Harnessing Large Language and Vision-Language Models for Robust Out-of-Distribution Detection
Pei-Kang Lee, Jun-Cheng Chen, Ja-Ling Wu
TL;DR
This work tackles zero-shot and few-shot out-of-distribution (OOD) detection by combining large language models (LLMs) and vision–language models (VLMs). It introduces a hierarchical strategy that uses LLM-generated superclass labels and background descriptions (Superclass-BG) to expand and refine the ID semantic space, enabling more representative negative labels drawn from WordNet. A two-phase training regime—prompt tuning (Phase-1) followed by visual prompt tuning (Phase-2)—adapts CLIP to target distributions, aided by ID-like OOD data to realize robust few-shot learning. Empirical results show consistent improvements over state-of-the-art methods across ImageNet-1K and OpenOOD v1.5 benchmarks, with up to 2.9% AUROC gains and up to 12.6% reductions in FPR95, plus strong covariate-shift robustness. The approach also provides nuanced insights into background description length and LLM selection, offering practical guidance for deploying zero-shot and few-shot OOD detection in real-world settings.
Abstract
Out-of-distribution (OOD) detection has seen significant advancements with zero-shot approaches by leveraging the powerful Vision-Language Models (VLMs) such as CLIP. However, prior research works have predominantly focused on enhancing Far-OOD performance, while potentially compromising Near-OOD efficacy, as observed from our pilot study. To address this issue, we propose a novel strategy to enhance zero-shot OOD detection performances for both Far-OOD and Near-OOD scenarios by innovatively harnessing Large Language Models (LLMs) and VLMs. Our approach first exploit an LLM to generate superclasses of the ID labels and their corresponding background descriptions followed by feature extraction using CLIP. We then isolate the core semantic features for ID data by subtracting background features from the superclass features. The refined representation facilitates the selection of more appropriate negative labels for OOD data from a comprehensive candidate label set of WordNet, thereby enhancing the performance of zero-shot OOD detection in both scenarios.

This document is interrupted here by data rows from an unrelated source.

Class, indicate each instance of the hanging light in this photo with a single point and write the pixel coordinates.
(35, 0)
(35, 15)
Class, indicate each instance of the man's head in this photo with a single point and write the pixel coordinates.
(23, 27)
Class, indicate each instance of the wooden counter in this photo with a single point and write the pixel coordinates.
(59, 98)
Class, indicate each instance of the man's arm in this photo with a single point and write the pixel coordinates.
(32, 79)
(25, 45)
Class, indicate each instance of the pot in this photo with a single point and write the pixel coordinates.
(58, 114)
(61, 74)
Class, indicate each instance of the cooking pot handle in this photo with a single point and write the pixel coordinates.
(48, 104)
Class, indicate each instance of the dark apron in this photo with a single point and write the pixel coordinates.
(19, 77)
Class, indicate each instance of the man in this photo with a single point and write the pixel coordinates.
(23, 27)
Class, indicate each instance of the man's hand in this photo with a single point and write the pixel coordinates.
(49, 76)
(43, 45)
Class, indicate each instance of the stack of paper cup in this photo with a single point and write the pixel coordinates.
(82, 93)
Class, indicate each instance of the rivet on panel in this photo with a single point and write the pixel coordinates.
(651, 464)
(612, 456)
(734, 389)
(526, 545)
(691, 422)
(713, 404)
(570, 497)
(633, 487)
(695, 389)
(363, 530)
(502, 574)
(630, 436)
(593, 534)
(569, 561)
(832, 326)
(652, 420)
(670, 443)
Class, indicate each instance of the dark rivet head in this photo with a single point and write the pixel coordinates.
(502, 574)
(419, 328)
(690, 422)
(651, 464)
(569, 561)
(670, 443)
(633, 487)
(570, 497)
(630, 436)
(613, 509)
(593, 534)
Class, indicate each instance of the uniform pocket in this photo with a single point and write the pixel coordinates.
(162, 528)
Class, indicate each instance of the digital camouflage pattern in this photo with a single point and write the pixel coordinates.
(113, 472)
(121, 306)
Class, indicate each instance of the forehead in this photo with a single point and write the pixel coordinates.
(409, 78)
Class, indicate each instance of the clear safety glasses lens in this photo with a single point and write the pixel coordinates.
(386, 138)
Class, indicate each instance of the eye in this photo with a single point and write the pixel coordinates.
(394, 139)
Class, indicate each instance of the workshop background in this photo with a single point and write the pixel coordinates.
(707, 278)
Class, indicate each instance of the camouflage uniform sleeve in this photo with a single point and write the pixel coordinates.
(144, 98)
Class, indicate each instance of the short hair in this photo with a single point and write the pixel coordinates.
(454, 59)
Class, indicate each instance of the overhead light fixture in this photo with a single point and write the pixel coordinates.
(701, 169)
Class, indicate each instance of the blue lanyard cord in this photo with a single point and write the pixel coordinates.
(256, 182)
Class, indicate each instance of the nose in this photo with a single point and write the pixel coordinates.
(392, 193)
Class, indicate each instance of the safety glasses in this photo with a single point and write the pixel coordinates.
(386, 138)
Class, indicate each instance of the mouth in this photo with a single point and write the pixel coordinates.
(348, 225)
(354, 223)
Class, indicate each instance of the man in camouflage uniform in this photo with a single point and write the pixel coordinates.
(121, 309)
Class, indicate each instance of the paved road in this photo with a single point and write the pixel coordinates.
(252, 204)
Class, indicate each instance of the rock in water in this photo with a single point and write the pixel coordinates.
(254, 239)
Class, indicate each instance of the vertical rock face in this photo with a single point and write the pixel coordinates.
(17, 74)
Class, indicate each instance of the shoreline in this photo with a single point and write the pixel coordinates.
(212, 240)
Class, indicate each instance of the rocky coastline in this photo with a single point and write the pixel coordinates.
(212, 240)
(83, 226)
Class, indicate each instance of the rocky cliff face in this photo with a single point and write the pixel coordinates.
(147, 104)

Furthermore, we introduce novel few-shot prompt tuning and visual prompt tuning to adapt the proposed framework to better align with the target distribution. Experimental results demonstrate that the proposed approach consistently outperforms current state-of-the-art methods across multiple benchmarks, with an improvement of up to 2.9% in AUROC and a reduction of up to 12.6% in FPR95. Additionally, our method exhibits superior robustness against covariate shift across different domains, further highlighting its effectiveness in real-world scenarios.